Чтобы добраться от главного входа «Альмасена», расположенного на углу квартала, до верхнего этажа с жилыми помещениями и мансардой, нужно было пройти через двенадцатиметровую залу таверны. Траектория движения была непростая и непрямая: столы и стулья, три больших квадратных, под мрамор, цветочных горшка с живыми растениями, два небольших буфета, и только минуя все это, можно было попасть на величественную главную лестницу, находящуюся в центре зала, или же свернуть на скромные служебные, жавшиеся к стенам. А потом еще пройти по длинным коридорам, ведущим к жилым комнатам и ванным.
Беатрис не знала, как у нее это получилось, и даже представить этого не могла, но она клялась, что всю дистанцию она преодолела за несколько секунд на одном дыхании. Должно быть, она прыгала, как страус нанду, или же в спину ее подталкивал дьявол, однако она не сумела ни объяснить, как она пролетела это расстояние, ни вспомнить, каким путем двигалась: слетела ли она вихрем по главной лестнице или скатилась кубарем по служебной.

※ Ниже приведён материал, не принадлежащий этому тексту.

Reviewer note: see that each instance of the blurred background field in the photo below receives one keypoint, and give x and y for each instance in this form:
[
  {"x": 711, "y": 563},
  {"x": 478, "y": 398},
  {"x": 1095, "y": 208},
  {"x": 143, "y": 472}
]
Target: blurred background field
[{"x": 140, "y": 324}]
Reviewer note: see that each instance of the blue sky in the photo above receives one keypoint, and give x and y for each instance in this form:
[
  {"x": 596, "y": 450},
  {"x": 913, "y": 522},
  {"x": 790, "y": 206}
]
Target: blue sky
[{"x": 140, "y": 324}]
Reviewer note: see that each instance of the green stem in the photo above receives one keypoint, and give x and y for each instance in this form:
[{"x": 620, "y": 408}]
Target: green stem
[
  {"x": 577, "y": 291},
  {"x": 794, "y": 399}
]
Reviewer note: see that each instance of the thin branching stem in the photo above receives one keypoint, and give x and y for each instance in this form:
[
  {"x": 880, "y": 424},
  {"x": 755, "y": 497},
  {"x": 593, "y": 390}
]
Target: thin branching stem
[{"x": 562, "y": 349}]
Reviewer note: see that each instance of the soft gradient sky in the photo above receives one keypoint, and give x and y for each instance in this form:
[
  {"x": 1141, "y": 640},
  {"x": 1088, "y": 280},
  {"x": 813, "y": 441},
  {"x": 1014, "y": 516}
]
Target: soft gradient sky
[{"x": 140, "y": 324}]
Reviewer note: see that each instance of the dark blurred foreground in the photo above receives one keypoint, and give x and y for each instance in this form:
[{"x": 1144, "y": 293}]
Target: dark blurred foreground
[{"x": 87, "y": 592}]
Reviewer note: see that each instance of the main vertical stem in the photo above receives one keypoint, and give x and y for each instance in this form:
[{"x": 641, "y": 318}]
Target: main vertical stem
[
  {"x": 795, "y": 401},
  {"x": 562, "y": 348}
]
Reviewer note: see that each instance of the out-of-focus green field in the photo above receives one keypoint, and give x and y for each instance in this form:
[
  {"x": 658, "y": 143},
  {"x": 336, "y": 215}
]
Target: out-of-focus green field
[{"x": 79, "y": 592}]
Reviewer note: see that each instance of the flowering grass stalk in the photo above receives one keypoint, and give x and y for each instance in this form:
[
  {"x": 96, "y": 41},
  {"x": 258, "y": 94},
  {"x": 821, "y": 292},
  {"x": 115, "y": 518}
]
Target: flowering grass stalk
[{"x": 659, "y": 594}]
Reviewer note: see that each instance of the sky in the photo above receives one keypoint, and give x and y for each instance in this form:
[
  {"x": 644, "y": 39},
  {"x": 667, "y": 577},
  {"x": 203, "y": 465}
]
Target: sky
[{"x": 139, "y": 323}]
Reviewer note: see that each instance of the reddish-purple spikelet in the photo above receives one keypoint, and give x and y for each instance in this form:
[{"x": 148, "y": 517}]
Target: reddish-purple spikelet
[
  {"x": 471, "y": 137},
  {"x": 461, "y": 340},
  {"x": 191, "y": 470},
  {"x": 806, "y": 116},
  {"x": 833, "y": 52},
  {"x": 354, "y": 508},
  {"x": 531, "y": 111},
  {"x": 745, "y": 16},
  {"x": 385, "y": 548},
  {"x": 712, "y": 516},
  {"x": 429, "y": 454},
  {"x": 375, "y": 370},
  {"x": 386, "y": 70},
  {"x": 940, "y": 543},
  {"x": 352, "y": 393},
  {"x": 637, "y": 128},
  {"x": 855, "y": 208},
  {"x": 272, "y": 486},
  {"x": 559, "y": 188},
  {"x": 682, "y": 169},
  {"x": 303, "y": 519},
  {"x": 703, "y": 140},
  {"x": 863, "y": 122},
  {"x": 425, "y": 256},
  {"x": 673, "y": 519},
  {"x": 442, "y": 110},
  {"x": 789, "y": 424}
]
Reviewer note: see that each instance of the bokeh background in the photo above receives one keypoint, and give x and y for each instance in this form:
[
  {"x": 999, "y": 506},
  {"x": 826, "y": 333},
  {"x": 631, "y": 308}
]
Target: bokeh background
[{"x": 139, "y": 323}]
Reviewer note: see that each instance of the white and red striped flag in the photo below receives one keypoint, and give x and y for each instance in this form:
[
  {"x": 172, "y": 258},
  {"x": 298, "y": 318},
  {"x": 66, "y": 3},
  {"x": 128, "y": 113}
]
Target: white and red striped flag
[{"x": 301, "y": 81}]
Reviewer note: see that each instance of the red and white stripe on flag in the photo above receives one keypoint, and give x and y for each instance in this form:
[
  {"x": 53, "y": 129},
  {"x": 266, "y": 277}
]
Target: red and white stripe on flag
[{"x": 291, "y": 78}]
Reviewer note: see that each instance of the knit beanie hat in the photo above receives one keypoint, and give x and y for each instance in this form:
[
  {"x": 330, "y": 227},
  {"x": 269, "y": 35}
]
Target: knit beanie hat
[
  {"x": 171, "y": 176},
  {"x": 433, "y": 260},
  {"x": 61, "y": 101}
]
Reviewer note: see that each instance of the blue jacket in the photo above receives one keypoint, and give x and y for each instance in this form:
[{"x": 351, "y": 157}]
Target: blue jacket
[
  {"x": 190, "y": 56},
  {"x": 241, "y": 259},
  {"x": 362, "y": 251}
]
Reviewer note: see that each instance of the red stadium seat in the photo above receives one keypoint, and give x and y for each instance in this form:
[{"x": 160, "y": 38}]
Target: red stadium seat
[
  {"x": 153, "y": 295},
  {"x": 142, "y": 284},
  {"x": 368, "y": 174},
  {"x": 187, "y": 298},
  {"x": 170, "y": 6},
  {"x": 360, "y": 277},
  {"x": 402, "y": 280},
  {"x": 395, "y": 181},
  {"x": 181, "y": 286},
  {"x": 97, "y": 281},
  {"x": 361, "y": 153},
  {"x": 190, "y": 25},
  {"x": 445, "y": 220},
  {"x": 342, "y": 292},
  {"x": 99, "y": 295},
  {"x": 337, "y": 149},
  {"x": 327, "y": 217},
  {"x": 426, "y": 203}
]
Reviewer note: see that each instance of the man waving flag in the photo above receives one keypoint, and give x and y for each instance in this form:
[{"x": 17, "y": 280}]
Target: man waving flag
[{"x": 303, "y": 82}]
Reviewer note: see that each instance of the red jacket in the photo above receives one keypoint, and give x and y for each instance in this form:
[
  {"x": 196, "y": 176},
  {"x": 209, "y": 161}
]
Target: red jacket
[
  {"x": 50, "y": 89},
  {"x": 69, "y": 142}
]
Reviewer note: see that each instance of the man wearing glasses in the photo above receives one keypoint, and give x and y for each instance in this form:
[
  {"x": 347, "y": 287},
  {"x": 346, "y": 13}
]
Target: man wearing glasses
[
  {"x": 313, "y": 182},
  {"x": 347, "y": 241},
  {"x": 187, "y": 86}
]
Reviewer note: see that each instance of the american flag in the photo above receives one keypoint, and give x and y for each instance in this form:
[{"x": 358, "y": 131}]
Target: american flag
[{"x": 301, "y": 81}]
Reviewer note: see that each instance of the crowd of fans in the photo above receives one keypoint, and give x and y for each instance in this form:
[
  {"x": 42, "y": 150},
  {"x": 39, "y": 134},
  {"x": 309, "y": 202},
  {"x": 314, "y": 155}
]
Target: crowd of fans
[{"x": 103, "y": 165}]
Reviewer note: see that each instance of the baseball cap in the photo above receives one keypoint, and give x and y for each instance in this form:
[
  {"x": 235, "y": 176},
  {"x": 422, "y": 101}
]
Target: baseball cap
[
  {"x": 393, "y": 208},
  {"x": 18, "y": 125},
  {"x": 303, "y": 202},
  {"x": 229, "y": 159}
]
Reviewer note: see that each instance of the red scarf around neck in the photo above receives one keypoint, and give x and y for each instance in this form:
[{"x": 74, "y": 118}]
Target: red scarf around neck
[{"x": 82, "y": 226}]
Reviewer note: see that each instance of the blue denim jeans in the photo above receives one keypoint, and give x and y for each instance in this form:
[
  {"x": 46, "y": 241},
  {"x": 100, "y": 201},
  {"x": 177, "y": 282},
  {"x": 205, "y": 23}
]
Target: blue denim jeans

Молодой офицер, дежуривший в 1-м комиссариате полиции провинции Буэнос-Айрес, Франко Лусарди — четыре месяца назад он окончил Школу полиции имени Хуана Вучетича,
[4]
— принял заявление Беатрис. Но прежде ему пришлось изрядно помучиться. Лусарди рассказал, что женщина выглядела измочаленной, как если бы она пролетела эти четыре квартала, отделявшие «Альмасен» от комиссариата, однако в докладе начальству он использовал более нейтральные слова — однозначные прилагательные и существительные. Словно неприятности, если использовать нужные слова, могут пройти незаметно. Сухая форма, под которую редактируются события, — язык улицы так не похож на язык полицейской бюрократии.
Капрал Матиас Ломбардо, охранявший входную дверь комиссариата в тот момент, когда мимо него смерчем пронеслась Беатрис, вспомнит потом, что пропустил ее, не спросив даже, кто она такая, потому что увидел, с какой скоростью она несется, глаза навыкате, вся в поту, еле дышит, в руках тряпка и бутылочка с отбеливателем. Беатрис бежала словно от землетрясения, она не могла связать пару слов и только заикалась. Лусарди, чтобы успокоить ее, вызвал женщину-полицейского. Беатрис приготовили чаю — она не захотела его пить, предложили сигарету — она не курила, и Лусарди уже не знал, что бы еще такого предпринять, чтобы она сказала хоть единую связную фразу. Подождали.
Сердцебиение понемногу улеглось, и через полчаса в глазах Беатрис появилась осмысленность, бледность прошла, ноги перестали дрожать. А когда она начала рассказывать то, что хотела рассказать, ее уже было не остановить; офицер Франко Лусарди молча выслушал патологические подробности, которыми сыпала Беатрис, прерывая ее, чтобы переспросить о чем-либо; слушая, он подумал, что бедная женщина свихнулась, но в соответствии с правилами, однако без особого энтузиазма приказал срочно выслать в «Альмасен» наряд пожарных и фельдшера из больницы.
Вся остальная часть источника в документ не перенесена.